Larkin admits that, “due to an inadvertent oversight,” he failed to file income tax returns for the band and some of its individual members. He claims Yu used this lapse to send out letters “filled with venomous lies and fabricated accusations . . . that he engaged in criminal conduct.”
Larkin, who owns Sherman Oaks-based Larkin Business Management, is seeking $5 million in damages.
In Yu's reply, she stands by her charges while denying Larkin’s accusations. And, for good measure, Yu claims that for years "Larkin knowingly and/or recklessly breached his fiduciary duties as a business manager by failing to timely make elections to tax various entities affiliated with the music group . . . resulting in losses of no less than $1.1 million to the members of the music group.”

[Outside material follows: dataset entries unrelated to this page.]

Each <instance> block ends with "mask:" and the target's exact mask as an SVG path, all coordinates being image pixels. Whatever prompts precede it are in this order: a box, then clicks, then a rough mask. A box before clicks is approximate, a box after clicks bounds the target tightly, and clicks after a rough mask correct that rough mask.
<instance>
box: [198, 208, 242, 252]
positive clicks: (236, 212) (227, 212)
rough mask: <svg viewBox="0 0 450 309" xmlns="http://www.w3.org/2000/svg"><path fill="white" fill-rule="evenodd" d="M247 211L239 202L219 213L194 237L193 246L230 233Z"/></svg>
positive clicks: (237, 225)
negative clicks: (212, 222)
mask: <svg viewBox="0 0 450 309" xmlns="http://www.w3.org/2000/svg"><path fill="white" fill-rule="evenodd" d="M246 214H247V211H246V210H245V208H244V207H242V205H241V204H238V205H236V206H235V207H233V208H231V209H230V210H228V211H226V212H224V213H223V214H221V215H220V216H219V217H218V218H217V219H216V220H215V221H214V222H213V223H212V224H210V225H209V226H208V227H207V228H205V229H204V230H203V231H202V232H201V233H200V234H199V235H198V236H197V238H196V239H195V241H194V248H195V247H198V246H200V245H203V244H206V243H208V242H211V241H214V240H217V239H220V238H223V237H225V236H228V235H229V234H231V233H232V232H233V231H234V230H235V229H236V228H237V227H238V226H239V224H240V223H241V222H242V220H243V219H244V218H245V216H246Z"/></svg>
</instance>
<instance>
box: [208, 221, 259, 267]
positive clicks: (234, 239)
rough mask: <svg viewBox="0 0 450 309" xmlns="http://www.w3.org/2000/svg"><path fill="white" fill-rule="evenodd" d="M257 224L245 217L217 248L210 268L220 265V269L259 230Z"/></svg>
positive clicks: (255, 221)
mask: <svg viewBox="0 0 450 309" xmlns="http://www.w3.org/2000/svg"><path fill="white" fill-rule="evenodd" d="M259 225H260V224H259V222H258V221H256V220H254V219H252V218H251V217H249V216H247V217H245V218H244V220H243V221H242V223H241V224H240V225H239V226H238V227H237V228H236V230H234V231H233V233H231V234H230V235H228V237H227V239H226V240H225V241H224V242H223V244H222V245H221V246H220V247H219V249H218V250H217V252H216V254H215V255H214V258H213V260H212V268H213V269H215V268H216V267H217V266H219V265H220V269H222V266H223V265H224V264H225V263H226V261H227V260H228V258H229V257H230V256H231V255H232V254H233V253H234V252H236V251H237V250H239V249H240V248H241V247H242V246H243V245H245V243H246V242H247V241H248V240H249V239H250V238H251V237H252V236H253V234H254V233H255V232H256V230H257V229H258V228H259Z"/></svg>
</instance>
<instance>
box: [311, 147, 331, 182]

She also says in the court filing that Larkin's failures have put the group at "considerable risk" and caused the Franchise Tax Board to suspend corporate entities owned by the group and its individual members.
The language of the legal salvos is bombastic even by the standards of the entertainment industry.
"Yu hatched a deliberate and illegal plan to ruin Larkin's reputation and poach his clients through a series of deceitful lies," thunders Larkin's original suit.
"Larkin has delayed and obstructed efforts to audit the performance of his duties as a business manager for the music group," counters Yu's reply.
Yu has lawyered up with Century City powerhouse Alan Weil, while Larkin is represented by the equally high-profile Skip Miller, who in the past has represented Bob Dylan and Nick Nolte.
A request made to Larkin for comment late Monday afternoon was not returned.